Le recul du gouvernement au sujet de l’introduction du Means Test pour la pension de retraite continue de susciter de vives réactions. Entre satisfaction prudente et appel à l’abandon total des réformes touchant à la Basic Retirement Pension (BRP), plusieurs acteurs politiques et sociaux estiment que la mobilisation populaire a contraint les autorités à revoir leur copie. Patrick Belcourt, Haniff Peerun et Dave Kissoondoyal saluent la pression exercée par la population, tout en réclamant davantage de consultations, de transparence et le respect du caractère universel de la pension de vieillesse.

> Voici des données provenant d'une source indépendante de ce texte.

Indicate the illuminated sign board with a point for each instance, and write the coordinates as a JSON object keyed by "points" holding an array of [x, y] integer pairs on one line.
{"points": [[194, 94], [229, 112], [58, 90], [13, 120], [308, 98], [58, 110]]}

Patrick Belcourt (En Avant Moris)
« On traite les Mauriciens comme
des cobayes de laboratoire »
« Bravo au peuple mauricien, bravo à tous les Mauriciens. Que constatons-nous aujourd’hui ? On traite les Mauriciens comme des cobayes de laboratoire. On essaie de leur faire avaler toutes sortes de mesures et de tester jusqu’où ils peuvent accepter certaines décisions.
« Mais, une fois de plus, les Mauriciens ont démontré que, même s’il existe des « yes men » dans les partis politiques et que certains ministres et députés au Parlement continuent d’accepter sans broncher toutes sortes de décisions, le peuple, lui, saura dire non. Dans la rue, nous ferons respecter nos droits.
« Il est donc important que les Mauriciens tirent les leçons de ce qui se passe actuellement. Nous avons vu la confusion entourant certaines nominations. Des millions de roupies ont été dépensées et des personnes démissionnent les unes après les autres.
« Concernant le budget, nous constatons également que des technocrates travaillent depuis des mois sur des projets qui ne tiennent finalement pas la route. Ils sont aujourd’hui contraints de faire machine arrière.
« Encore une fois, nous voyons que certains élus au Parlement restent silencieux et ne sont pas capables de défendre véritablement les intérêts du peuple. C’est pourquoi il est essentiel que les Mauriciens continuent à faire entendre leur voix sur les réseaux sociaux et dans la rue afin que leurs droits soient respectés. Une fois de plus, bravo à tous les Mauriciens. »
Haniff Peerun (MLC)
« Le gouvernement a finalement entendu la voix du peuple »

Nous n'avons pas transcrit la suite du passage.